National and International Publications

A review of publications on Industrie 4.0 approves the concept has spread world-wide and influenced other sectors, e.g. health, Logistics 4.0, and Agriculture 4.0. Similar programs have been established in the United States, Japan, China, India, South Korea, Brazil, and in many developing countries by taking into account specific national perspectives (Zhong, R.Y., Xu, X., Klotz, E., Newman, S.T. 2017). Masdefiol, R., del Mar, Stävmo, F. (2016) have checked the feasibility to implement Industrie 4.0 in Sweden. The academic community is committed to stimulate R&D, conferences, studies, and publications on implementing digital technologies in economic sectors (Gausemeier, J., Klocke, F., 2016).

Balasingham, K. (2016), however, emphasizes in his thesis that the implementation of the new technologies in SMEs “is not discussed excessively”. Most companies and organizations have not yet implemented the new digital technologies. The bulk of publications is still provided by the German Government, the EU Commission, and public research institutes.
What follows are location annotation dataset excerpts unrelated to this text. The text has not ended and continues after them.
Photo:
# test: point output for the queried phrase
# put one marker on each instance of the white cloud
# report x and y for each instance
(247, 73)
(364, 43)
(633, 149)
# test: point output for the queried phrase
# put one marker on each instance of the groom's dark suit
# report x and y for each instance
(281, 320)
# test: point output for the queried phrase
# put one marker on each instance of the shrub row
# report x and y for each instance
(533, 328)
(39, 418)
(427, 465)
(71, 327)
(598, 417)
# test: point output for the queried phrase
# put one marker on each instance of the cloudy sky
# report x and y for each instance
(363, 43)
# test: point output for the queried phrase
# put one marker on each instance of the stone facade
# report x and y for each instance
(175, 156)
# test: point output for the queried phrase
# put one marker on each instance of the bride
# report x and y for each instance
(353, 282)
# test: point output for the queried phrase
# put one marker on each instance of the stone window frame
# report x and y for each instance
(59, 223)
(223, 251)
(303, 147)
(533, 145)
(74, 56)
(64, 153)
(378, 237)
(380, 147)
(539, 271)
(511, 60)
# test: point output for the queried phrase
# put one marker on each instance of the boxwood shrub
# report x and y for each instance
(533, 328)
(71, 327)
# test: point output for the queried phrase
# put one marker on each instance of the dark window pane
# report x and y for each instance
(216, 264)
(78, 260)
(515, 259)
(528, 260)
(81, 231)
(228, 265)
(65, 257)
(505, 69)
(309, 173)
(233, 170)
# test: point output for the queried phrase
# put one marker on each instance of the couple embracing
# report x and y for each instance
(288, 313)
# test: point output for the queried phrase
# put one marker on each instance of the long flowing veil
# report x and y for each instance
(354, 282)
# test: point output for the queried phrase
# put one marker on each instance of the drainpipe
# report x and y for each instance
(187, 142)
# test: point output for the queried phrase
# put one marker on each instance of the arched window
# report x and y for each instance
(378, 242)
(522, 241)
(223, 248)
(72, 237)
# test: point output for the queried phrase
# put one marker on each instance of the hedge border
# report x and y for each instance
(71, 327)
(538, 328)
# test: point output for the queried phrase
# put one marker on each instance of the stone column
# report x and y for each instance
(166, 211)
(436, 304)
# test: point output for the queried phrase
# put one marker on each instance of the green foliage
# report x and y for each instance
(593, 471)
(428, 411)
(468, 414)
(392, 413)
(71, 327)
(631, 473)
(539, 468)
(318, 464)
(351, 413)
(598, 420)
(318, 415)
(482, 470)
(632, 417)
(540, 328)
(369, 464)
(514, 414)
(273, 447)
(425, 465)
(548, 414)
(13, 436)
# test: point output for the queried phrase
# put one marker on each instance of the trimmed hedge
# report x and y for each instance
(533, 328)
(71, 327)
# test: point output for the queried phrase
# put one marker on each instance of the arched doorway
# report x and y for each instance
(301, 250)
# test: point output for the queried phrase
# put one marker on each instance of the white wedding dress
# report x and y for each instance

Academic publications focus on reports and analyzes of official papers on this topic and on technical descriptions of the innovations. (Friedrich-Ebert-Foundation, 2018)

Key Terms in this Chapter

3D Printer Technology: Can apply all types of pulverized solid materials, including pulverized metals, for printing physical products also of large size.

Digital Infrastructure: Is set up by digital software, servers, and physical global and local networks.

Additive Manufacturing: Describes a digitized production process and digitized products in manufacturing.

Industrie 4.0: Is a German term used as a name of an official internet platform and as a label of digital technologies in manufacturing industries.

Smart Factories: Are digitized intelligent factories using additive manufacturing and robotics.

Robotics: Deals with the design, construction, operation, and application of robots and the computer systems for their control information processing.

Energetic Infrastructure: Is set up by power stations, long range power lines and regional and local grids for electricity.

Cyber Physical Systems: Are being set up by the internet of things that are machines, employees, products, and products facilities being digitally interconnected by the internet.